Fast, multi-threaded DataFrame query engine written in Rust, with lazy and streaming execution and bindings for Python, Rust, Node.js, and R.

Polars is an analytical query engine for DataFrames, written in Rust and designed to be fast, memory-efficient, and expressive. It's built for developers and data practitioners doing data manipulation and analysis who want performance closer to a compiled language without giving up a DataFrame-style API, and who may be hitting the limits of tools like pandas on larger datasets.

Key features

  • Lazy and eager execution: Queries can run immediately (eager) or be built up and optimized before execution (lazy), letting the query planner reorder and simplify operations before running them.
  • Streaming execution: Larger-than-RAM datasets can be processed in a streaming fashion by collecting with engine='streaming', which reduces memory requirements enough to work with datasets far bigger than available memory.
  • Query optimization: A query optimizer works with the lazy API to plan efficient execution rather than running operations in the order they were written.
  • Multi-threaded and SIMD-accelerated: Polars is built to use multiple threads and SIMD instructions for performance.
  • Multiple language front ends: The same underlying engine is exposed through Python, Rust, Node.js, R, and SQL front ends, all documented separately.
  • Apache Arrow columnar format: Data is represented using the Apache Arrow Columnar Format, which supports efficient interop with other Arrow-based tools.
  • Lightweight with zero required dependencies: The README reports Polars importing in roughly 70ms versus 104ms for numpy and 520ms for pandas, with no required dependencies.
  • Rust UDFs from Python: PyO3 extensions let you extend Polars with custom functions compiled in Rust and called from the DataFrame and Series APIs.

Ideal use cases

Polars fits data manipulation and analysis workloads where speed and memory efficiency matter: cleaning and reshaping large CSV or Parquet datasets, building data pipelines, or replacing pandas in a workflow that's become slow at scale. Its streaming execution mode is particularly useful when a dataset doesn't comfortably fit in memory, since it can process the data in chunks rather than requiring everything loaded at once.
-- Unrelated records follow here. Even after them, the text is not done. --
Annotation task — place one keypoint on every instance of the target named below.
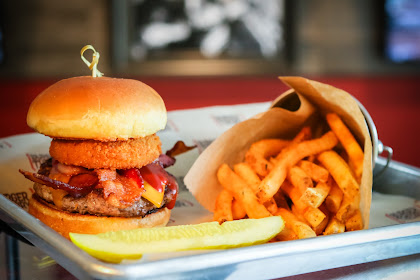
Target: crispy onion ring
(111, 155)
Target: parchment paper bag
(288, 114)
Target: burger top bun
(98, 108)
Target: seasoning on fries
(313, 183)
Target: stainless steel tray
(272, 260)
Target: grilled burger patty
(95, 203)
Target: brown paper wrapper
(288, 114)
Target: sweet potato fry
(260, 151)
(340, 171)
(348, 207)
(334, 198)
(247, 174)
(302, 230)
(251, 178)
(281, 200)
(334, 226)
(299, 179)
(242, 192)
(223, 209)
(314, 197)
(346, 138)
(238, 211)
(321, 227)
(355, 222)
(313, 216)
(316, 172)
(286, 234)
(272, 182)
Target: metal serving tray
(271, 260)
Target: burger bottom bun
(65, 222)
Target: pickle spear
(132, 244)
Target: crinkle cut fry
(242, 192)
(272, 182)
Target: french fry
(334, 226)
(304, 134)
(355, 222)
(348, 207)
(223, 209)
(340, 171)
(334, 198)
(242, 192)
(346, 138)
(247, 174)
(301, 229)
(260, 151)
(312, 215)
(321, 227)
(238, 211)
(272, 182)
(271, 206)
(314, 197)
(251, 178)
(281, 200)
(299, 178)
(316, 172)
(298, 213)
(286, 234)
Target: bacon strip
(179, 148)
(76, 190)
(168, 159)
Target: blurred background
(218, 52)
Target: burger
(106, 170)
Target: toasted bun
(97, 108)
(64, 222)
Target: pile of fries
(311, 182)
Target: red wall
(393, 102)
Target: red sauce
(158, 178)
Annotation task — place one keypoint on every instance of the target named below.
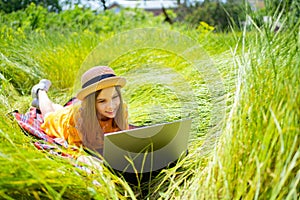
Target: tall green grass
(255, 156)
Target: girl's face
(107, 103)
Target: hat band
(97, 79)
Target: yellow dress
(61, 124)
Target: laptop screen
(148, 148)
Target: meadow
(241, 89)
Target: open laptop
(147, 149)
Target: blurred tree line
(222, 15)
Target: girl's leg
(45, 104)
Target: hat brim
(108, 82)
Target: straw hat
(98, 78)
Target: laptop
(147, 149)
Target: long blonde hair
(91, 133)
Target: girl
(100, 109)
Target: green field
(240, 88)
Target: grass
(251, 152)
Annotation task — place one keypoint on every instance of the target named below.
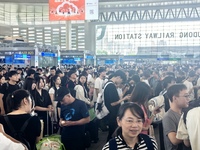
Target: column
(68, 35)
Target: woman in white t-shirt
(53, 94)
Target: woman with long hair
(128, 135)
(56, 82)
(140, 95)
(20, 106)
(43, 104)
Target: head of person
(82, 79)
(1, 71)
(2, 79)
(178, 95)
(64, 96)
(191, 76)
(19, 70)
(156, 74)
(140, 93)
(197, 70)
(56, 80)
(53, 71)
(119, 77)
(130, 120)
(20, 100)
(39, 70)
(72, 74)
(29, 84)
(168, 81)
(40, 83)
(59, 73)
(13, 76)
(102, 72)
(134, 80)
(31, 73)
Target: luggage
(50, 142)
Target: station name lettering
(28, 52)
(157, 35)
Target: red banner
(66, 10)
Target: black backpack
(18, 135)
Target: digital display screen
(48, 54)
(8, 60)
(21, 56)
(109, 62)
(68, 61)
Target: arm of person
(75, 123)
(38, 108)
(173, 139)
(2, 111)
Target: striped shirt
(141, 145)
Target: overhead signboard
(73, 10)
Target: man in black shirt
(7, 88)
(74, 116)
(112, 100)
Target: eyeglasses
(186, 96)
(131, 121)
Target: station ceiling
(101, 1)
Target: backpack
(100, 109)
(18, 135)
(146, 138)
(155, 102)
(52, 142)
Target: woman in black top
(20, 106)
(43, 104)
(130, 120)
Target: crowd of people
(64, 100)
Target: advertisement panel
(73, 10)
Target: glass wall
(166, 38)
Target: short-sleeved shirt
(43, 100)
(170, 124)
(191, 129)
(71, 85)
(74, 112)
(32, 130)
(7, 89)
(97, 85)
(110, 96)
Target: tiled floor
(102, 140)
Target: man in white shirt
(190, 132)
(98, 85)
(188, 83)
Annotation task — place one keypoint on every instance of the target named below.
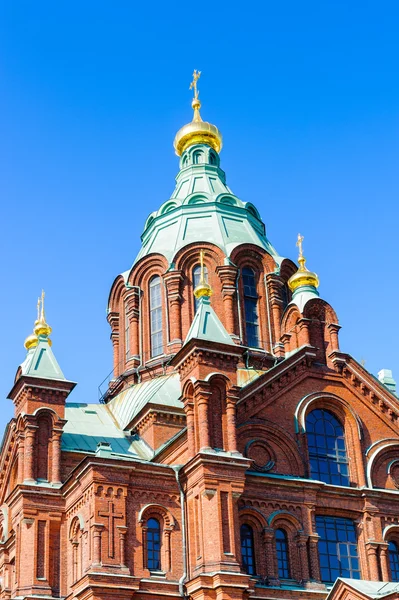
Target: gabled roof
(40, 362)
(207, 326)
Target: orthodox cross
(193, 84)
(299, 244)
(111, 515)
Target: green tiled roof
(163, 391)
(89, 424)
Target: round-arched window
(327, 448)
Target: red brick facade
(77, 524)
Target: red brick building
(236, 452)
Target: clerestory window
(337, 548)
(247, 549)
(156, 316)
(327, 448)
(251, 307)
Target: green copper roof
(202, 208)
(164, 391)
(207, 326)
(41, 362)
(90, 424)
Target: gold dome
(302, 276)
(31, 341)
(198, 131)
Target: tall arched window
(394, 560)
(283, 561)
(156, 316)
(153, 545)
(327, 448)
(251, 307)
(247, 549)
(196, 280)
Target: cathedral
(237, 452)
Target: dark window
(327, 449)
(337, 548)
(251, 307)
(247, 549)
(153, 545)
(394, 560)
(282, 554)
(156, 316)
(196, 280)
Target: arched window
(394, 560)
(337, 548)
(282, 554)
(251, 307)
(327, 449)
(247, 549)
(156, 316)
(153, 545)
(196, 280)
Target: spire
(40, 360)
(303, 277)
(203, 288)
(198, 131)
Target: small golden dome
(198, 131)
(302, 276)
(31, 341)
(203, 289)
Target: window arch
(283, 562)
(156, 316)
(327, 449)
(153, 549)
(196, 280)
(251, 307)
(247, 549)
(393, 553)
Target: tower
(236, 452)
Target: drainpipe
(238, 301)
(183, 578)
(138, 288)
(268, 314)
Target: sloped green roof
(207, 326)
(164, 390)
(41, 362)
(202, 208)
(89, 424)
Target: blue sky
(306, 95)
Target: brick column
(302, 540)
(113, 320)
(371, 550)
(270, 556)
(30, 435)
(228, 276)
(56, 456)
(202, 401)
(314, 557)
(384, 562)
(173, 281)
(231, 400)
(97, 532)
(132, 300)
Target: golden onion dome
(31, 341)
(198, 131)
(303, 276)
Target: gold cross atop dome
(303, 277)
(193, 84)
(198, 131)
(203, 288)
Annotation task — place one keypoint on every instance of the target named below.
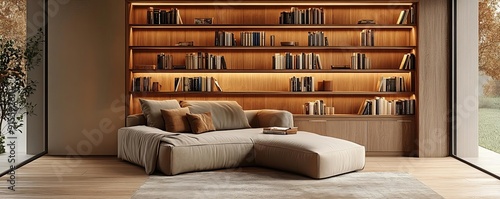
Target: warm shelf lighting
(264, 3)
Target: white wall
(86, 76)
(467, 78)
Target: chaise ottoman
(308, 154)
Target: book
(217, 84)
(280, 130)
(402, 17)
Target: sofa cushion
(176, 120)
(200, 123)
(225, 114)
(152, 110)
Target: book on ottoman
(280, 130)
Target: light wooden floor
(108, 177)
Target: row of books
(316, 107)
(299, 61)
(201, 60)
(253, 38)
(366, 38)
(302, 16)
(223, 38)
(164, 61)
(317, 39)
(360, 61)
(391, 84)
(381, 106)
(408, 16)
(161, 16)
(408, 61)
(142, 84)
(199, 84)
(302, 84)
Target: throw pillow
(200, 123)
(151, 110)
(176, 120)
(226, 115)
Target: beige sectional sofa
(244, 144)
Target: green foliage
(489, 26)
(489, 128)
(16, 60)
(492, 88)
(489, 102)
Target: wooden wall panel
(433, 78)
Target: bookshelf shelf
(375, 117)
(262, 3)
(276, 48)
(270, 26)
(272, 71)
(284, 93)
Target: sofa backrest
(280, 118)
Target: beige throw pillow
(226, 115)
(200, 123)
(151, 110)
(176, 120)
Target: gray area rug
(269, 184)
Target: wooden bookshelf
(250, 79)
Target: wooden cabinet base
(381, 135)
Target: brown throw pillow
(151, 110)
(201, 123)
(176, 120)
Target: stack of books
(280, 130)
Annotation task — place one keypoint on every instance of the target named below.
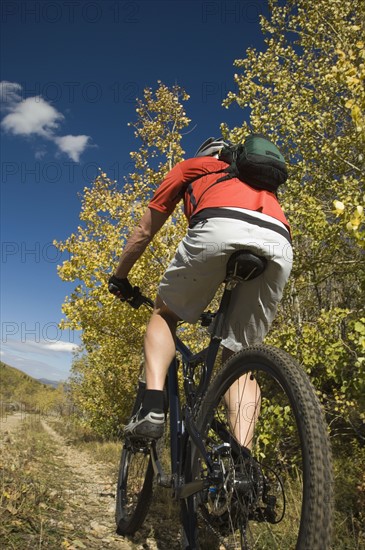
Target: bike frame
(183, 431)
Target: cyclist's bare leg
(159, 345)
(243, 401)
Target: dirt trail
(90, 497)
(91, 505)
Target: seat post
(217, 328)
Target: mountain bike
(250, 475)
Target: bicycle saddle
(244, 266)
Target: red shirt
(231, 193)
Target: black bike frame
(183, 431)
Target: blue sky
(71, 72)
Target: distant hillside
(15, 384)
(53, 383)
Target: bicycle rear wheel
(278, 496)
(134, 488)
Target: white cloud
(36, 117)
(9, 94)
(73, 146)
(33, 116)
(43, 347)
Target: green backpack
(257, 162)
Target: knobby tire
(293, 467)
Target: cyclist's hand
(122, 288)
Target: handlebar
(136, 300)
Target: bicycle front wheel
(272, 484)
(134, 488)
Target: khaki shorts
(199, 267)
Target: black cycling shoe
(150, 425)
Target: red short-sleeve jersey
(230, 193)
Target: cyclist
(223, 217)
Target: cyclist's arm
(142, 235)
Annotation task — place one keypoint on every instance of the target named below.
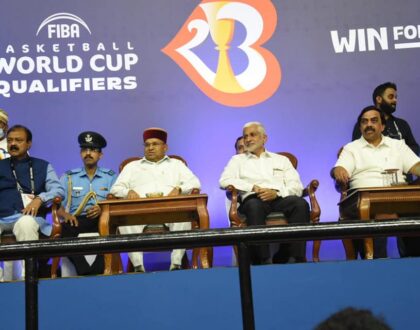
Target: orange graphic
(216, 20)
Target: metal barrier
(241, 237)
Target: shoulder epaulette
(74, 171)
(107, 171)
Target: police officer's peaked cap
(4, 116)
(91, 140)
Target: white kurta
(365, 162)
(270, 170)
(143, 176)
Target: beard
(388, 108)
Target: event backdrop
(201, 70)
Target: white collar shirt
(365, 163)
(270, 170)
(143, 176)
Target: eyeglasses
(90, 150)
(152, 144)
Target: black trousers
(85, 226)
(379, 247)
(296, 210)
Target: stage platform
(285, 297)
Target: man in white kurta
(155, 174)
(363, 162)
(267, 183)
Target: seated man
(4, 121)
(385, 99)
(155, 173)
(267, 182)
(83, 187)
(362, 162)
(239, 149)
(26, 185)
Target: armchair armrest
(234, 218)
(56, 224)
(309, 191)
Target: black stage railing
(241, 237)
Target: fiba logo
(235, 70)
(59, 30)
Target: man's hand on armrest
(340, 174)
(132, 195)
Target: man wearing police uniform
(83, 187)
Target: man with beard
(362, 162)
(4, 121)
(385, 98)
(83, 187)
(267, 183)
(27, 184)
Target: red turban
(155, 133)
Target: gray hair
(260, 126)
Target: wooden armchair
(9, 237)
(162, 228)
(238, 220)
(376, 203)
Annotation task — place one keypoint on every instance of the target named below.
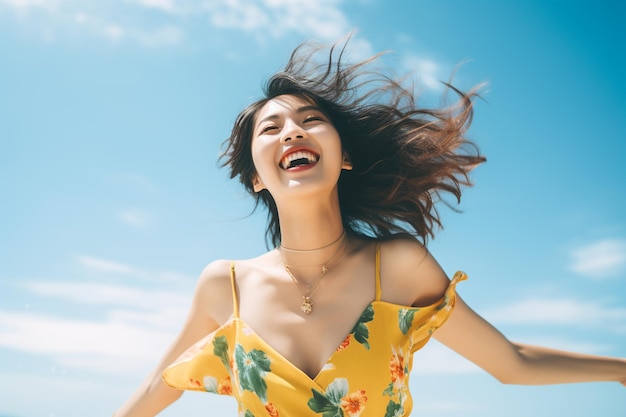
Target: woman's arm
(211, 299)
(512, 363)
(417, 274)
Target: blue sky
(111, 119)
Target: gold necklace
(307, 296)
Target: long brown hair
(404, 157)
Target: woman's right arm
(211, 305)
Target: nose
(291, 131)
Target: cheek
(262, 156)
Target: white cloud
(105, 266)
(605, 258)
(555, 311)
(164, 5)
(427, 71)
(129, 337)
(134, 20)
(108, 346)
(135, 217)
(24, 4)
(107, 294)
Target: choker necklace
(307, 295)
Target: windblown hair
(404, 157)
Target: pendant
(307, 305)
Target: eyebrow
(302, 109)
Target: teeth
(309, 156)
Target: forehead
(282, 104)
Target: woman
(326, 324)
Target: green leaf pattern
(252, 367)
(405, 319)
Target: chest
(307, 341)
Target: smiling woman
(326, 322)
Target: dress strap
(378, 287)
(234, 289)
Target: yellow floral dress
(366, 376)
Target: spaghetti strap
(378, 287)
(234, 290)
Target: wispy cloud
(135, 217)
(107, 266)
(107, 294)
(601, 259)
(109, 346)
(557, 311)
(136, 326)
(161, 22)
(429, 73)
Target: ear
(257, 184)
(346, 163)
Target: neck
(311, 232)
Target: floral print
(367, 375)
(336, 401)
(252, 367)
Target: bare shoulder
(213, 291)
(410, 273)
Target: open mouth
(298, 159)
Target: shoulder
(213, 294)
(409, 273)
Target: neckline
(313, 379)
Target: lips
(295, 158)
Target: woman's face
(295, 148)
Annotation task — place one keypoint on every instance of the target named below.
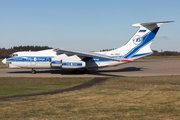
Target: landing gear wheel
(33, 71)
(86, 71)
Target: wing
(85, 54)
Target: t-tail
(139, 45)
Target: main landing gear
(80, 71)
(33, 71)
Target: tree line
(6, 52)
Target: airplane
(81, 62)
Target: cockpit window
(13, 55)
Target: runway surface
(144, 68)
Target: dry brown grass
(117, 98)
(154, 58)
(2, 65)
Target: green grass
(118, 98)
(15, 86)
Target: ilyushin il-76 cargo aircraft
(81, 62)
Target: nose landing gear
(33, 71)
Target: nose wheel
(33, 71)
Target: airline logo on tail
(137, 39)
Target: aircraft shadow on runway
(97, 72)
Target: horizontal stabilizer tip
(150, 24)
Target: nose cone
(4, 61)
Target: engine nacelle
(67, 64)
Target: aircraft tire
(33, 72)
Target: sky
(88, 25)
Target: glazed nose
(4, 61)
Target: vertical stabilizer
(139, 45)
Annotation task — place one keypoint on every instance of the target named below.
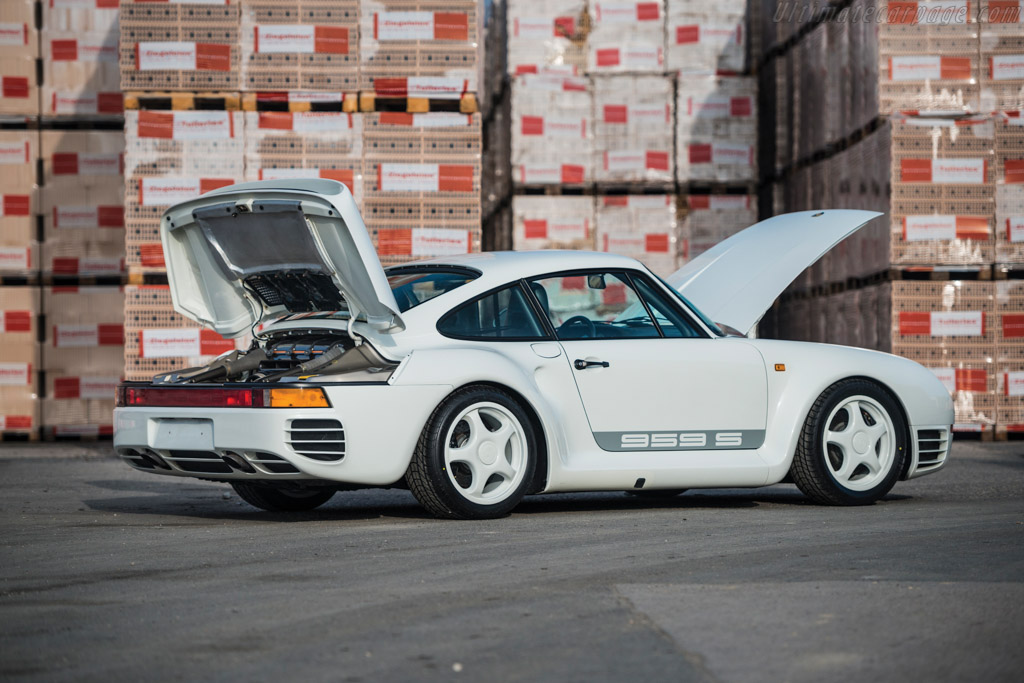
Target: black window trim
(535, 308)
(630, 273)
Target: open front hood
(736, 281)
(254, 251)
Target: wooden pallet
(183, 101)
(263, 101)
(371, 101)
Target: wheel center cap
(861, 442)
(487, 453)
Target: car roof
(512, 265)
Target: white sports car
(477, 379)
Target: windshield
(414, 286)
(693, 309)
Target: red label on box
(394, 242)
(615, 114)
(1013, 326)
(607, 56)
(687, 34)
(535, 229)
(15, 86)
(1013, 171)
(152, 255)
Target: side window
(502, 314)
(673, 324)
(597, 305)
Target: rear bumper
(380, 425)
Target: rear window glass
(411, 288)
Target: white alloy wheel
(485, 454)
(859, 442)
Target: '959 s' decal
(681, 440)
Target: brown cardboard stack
(928, 57)
(948, 327)
(1001, 63)
(82, 358)
(716, 128)
(626, 37)
(172, 157)
(159, 340)
(18, 321)
(304, 144)
(942, 209)
(552, 130)
(18, 48)
(712, 218)
(633, 129)
(82, 203)
(300, 45)
(642, 226)
(179, 46)
(419, 48)
(546, 36)
(18, 250)
(1010, 354)
(552, 222)
(706, 36)
(422, 184)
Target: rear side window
(505, 314)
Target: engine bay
(290, 355)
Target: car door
(649, 377)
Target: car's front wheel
(853, 444)
(280, 499)
(476, 456)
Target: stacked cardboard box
(18, 249)
(18, 48)
(546, 36)
(82, 358)
(422, 195)
(633, 129)
(552, 222)
(1010, 354)
(552, 130)
(712, 218)
(642, 226)
(947, 327)
(426, 48)
(179, 46)
(18, 376)
(716, 128)
(300, 45)
(159, 340)
(626, 37)
(82, 203)
(707, 36)
(172, 157)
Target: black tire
(429, 478)
(812, 465)
(282, 499)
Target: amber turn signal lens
(300, 397)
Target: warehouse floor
(108, 572)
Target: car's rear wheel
(281, 499)
(853, 444)
(476, 456)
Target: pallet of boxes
(938, 101)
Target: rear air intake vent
(318, 439)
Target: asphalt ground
(108, 573)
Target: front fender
(810, 369)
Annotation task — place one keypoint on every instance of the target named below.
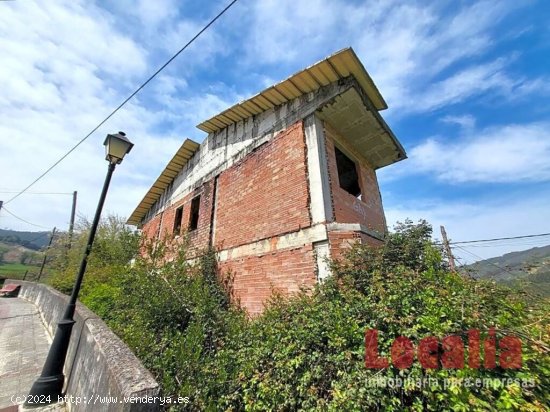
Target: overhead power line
(23, 220)
(502, 269)
(40, 193)
(125, 100)
(500, 238)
Teams working across Python, Rust, Node.js, or R can share the same query semantics rather than maintaining separate tooling per language.

It's a less natural fit if you need a general-purpose SQL database with concurrent multi-user access, transactions, or persistent storage management; Polars is a query engine for DataFrames, not a database server. If your datasets are small and pandas already performs well enough for your workflow, the migration effort may not be worth it, though the API is close enough to pandas that many operations translate directly.

Installation

For Python, install the latest version with pip:

pip install polars

Check the installed version and its optional dependencies with:

pl.show_versions()

The user guide covers optional dependencies and feature flags in more detail for anyone who needs extras beyond the base install.

To compile Polars from source, for a bleeding-edge release or maximum performance:

# 1. Install the Rust compiler, then maturin
pip install maturin

# 2. From the py-polars directory, choose a build target
cd py-polars
make build              # debug build, fast compile
make build-release      # optimized, no debug assertions
make build-dist-release # fastest binary, slowest compile

Set LTS_CPU=1 with the build command if targeting an older CPU without AVX2 support. If you expect more than about 4.2 billion rows, compile with the bigidx feature flag, or install polars[rt64] from Python; this isn't needed unless you actually hit that row limit, since the default build is faster and uses less memory. For older CPUs or running under Rosetta on Apple Silicon, polars[rtcompat] provides a build without AVX target features.

For a managed or distributed option, Polars Cloud is available as a separate offering.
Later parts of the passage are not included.